Tito berdiri sambil menyeimbangkan gelas minumnya di atas kepala. “Kalau mereka nggak mau, bakal jadi masalah lagi,” katanya dengan nada serius walau gayanya nggak mendukung, “kita nggak punya akses lebih ke ekskul olimpiade dari dalam.”
“Ya karena kita juga nggak mau ambil risiko segede itu, njir,” sahut Elang. “Siapa sih yang mau lompat ke jurang langsung?
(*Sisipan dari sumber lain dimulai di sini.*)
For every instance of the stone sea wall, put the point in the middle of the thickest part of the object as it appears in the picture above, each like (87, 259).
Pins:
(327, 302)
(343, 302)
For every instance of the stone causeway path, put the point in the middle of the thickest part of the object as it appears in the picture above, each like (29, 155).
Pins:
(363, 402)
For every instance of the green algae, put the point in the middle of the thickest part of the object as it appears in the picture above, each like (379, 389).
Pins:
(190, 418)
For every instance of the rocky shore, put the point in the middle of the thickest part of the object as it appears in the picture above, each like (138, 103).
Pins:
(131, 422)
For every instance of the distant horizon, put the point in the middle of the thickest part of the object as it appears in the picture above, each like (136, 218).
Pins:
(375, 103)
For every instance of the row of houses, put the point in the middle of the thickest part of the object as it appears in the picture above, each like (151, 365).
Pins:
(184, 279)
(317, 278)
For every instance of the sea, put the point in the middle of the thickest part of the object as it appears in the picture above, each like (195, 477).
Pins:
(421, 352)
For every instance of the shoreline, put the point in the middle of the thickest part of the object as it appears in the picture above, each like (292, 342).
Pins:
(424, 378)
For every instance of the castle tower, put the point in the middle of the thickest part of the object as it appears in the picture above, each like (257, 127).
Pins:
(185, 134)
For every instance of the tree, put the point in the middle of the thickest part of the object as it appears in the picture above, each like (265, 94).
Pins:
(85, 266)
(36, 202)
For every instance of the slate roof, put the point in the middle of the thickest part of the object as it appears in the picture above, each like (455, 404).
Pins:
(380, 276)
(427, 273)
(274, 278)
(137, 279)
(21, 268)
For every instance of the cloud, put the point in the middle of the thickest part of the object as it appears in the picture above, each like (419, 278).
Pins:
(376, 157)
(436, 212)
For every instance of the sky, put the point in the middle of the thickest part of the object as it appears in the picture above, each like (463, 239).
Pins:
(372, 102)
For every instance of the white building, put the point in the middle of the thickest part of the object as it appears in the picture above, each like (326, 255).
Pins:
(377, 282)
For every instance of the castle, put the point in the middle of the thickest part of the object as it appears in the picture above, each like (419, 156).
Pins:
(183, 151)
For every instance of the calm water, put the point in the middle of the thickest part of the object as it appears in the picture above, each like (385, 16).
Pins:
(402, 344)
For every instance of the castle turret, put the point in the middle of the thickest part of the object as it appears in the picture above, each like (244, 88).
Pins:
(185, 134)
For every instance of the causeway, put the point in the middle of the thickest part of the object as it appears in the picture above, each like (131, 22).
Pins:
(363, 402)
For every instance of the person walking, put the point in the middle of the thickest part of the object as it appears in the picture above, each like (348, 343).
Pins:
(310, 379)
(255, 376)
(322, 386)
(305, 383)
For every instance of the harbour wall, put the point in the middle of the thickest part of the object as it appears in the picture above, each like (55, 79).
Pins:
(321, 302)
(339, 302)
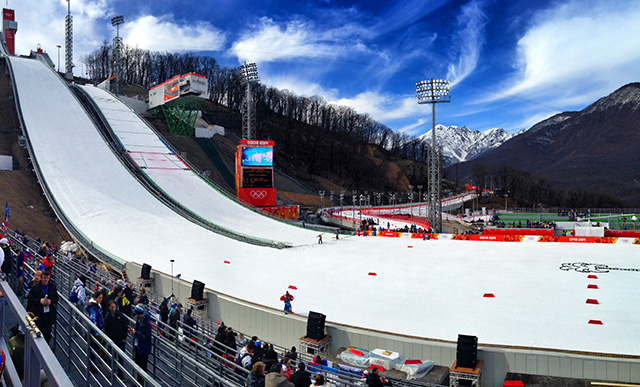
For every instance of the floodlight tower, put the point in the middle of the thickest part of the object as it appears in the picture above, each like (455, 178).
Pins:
(248, 74)
(434, 91)
(68, 43)
(117, 50)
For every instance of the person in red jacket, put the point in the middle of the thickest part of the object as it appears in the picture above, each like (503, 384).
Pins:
(48, 263)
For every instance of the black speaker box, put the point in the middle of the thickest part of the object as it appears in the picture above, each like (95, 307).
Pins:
(315, 325)
(467, 351)
(145, 273)
(197, 290)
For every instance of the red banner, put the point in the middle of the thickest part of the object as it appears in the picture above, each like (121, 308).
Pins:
(494, 238)
(284, 212)
(622, 234)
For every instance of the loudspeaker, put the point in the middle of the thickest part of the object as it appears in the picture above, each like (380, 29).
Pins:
(146, 271)
(467, 351)
(196, 290)
(315, 325)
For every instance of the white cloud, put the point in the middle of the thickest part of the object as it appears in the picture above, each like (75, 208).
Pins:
(164, 34)
(382, 107)
(578, 51)
(470, 38)
(43, 22)
(299, 86)
(295, 39)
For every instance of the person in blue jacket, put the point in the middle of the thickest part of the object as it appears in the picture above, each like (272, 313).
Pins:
(142, 338)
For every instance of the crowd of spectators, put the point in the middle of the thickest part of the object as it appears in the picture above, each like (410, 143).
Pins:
(526, 224)
(109, 305)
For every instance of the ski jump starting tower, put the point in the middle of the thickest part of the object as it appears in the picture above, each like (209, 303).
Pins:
(179, 101)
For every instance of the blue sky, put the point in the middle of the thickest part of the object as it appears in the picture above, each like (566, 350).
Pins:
(511, 63)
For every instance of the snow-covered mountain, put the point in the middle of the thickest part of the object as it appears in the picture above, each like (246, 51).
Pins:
(463, 144)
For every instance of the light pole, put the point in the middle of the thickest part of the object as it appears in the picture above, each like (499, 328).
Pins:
(433, 91)
(321, 193)
(419, 200)
(354, 196)
(410, 195)
(117, 50)
(248, 74)
(173, 295)
(68, 43)
(59, 47)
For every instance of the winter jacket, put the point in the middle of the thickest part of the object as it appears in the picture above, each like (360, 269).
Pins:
(254, 380)
(81, 292)
(116, 326)
(301, 378)
(274, 379)
(36, 293)
(94, 309)
(164, 313)
(143, 334)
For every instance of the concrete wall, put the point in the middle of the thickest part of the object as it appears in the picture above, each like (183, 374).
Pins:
(273, 326)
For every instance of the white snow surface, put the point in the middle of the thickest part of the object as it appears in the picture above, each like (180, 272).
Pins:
(433, 290)
(184, 185)
(463, 144)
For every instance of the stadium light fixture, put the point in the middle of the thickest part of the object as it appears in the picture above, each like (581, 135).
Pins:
(248, 75)
(434, 91)
(117, 50)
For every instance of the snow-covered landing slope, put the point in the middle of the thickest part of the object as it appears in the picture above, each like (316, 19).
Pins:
(434, 289)
(183, 184)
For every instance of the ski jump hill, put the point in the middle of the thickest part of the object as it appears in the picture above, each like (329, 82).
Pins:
(423, 293)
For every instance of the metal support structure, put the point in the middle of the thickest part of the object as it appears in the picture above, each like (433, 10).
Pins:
(180, 115)
(354, 197)
(434, 91)
(68, 43)
(37, 353)
(321, 194)
(248, 75)
(117, 52)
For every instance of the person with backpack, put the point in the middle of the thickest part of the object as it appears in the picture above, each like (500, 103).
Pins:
(245, 354)
(7, 264)
(78, 294)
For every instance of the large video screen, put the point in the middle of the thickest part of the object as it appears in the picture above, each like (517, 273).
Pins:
(257, 178)
(257, 156)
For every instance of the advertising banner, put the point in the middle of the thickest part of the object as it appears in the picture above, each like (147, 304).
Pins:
(258, 197)
(578, 239)
(284, 212)
(493, 238)
(517, 231)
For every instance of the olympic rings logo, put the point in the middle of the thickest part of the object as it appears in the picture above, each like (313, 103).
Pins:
(258, 194)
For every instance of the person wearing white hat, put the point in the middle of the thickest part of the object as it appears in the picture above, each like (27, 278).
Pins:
(142, 338)
(6, 265)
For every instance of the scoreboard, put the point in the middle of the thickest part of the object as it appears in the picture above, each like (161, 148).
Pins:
(254, 173)
(257, 177)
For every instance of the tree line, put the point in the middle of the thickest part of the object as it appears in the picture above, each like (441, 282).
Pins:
(320, 138)
(147, 68)
(534, 191)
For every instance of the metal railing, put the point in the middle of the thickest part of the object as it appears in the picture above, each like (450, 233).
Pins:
(37, 354)
(175, 359)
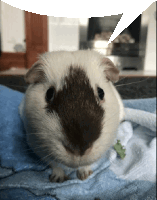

Bisa-bisa malah kita yang diculik, bukan nyelamatin orang.”
“Terus, kita mau gimana dong?” tanya Nadine, menyandarkan dagunya di lutut, frustasi. “Nunggu aja sampai ada korban selanjutnya?”
Semua kembali hening. Sampai Hanum yang dari tadi terlihat sibuk membuka-buka catatannya, tiba-tiba menatap mereka satu-satu. “Bentar,” katanya pelan. “Kalian masih inget Ranu Saputra, kan?”
Mereka mengangguk.
“Gimana kalau... kita mulai dari dia?”
“Elaborasi,” kata Helmi cepat, langsung duduk tegak.
“Kita cari data dia di perpustakaan,” jelas Hanum. “Kalau nama dia sempat masuk daftar peserta olimpiade dan kelas 12 Nirwana, pasti ada rekam jejaknya—entah nilai, nama wali murid, atau alamat rumah.”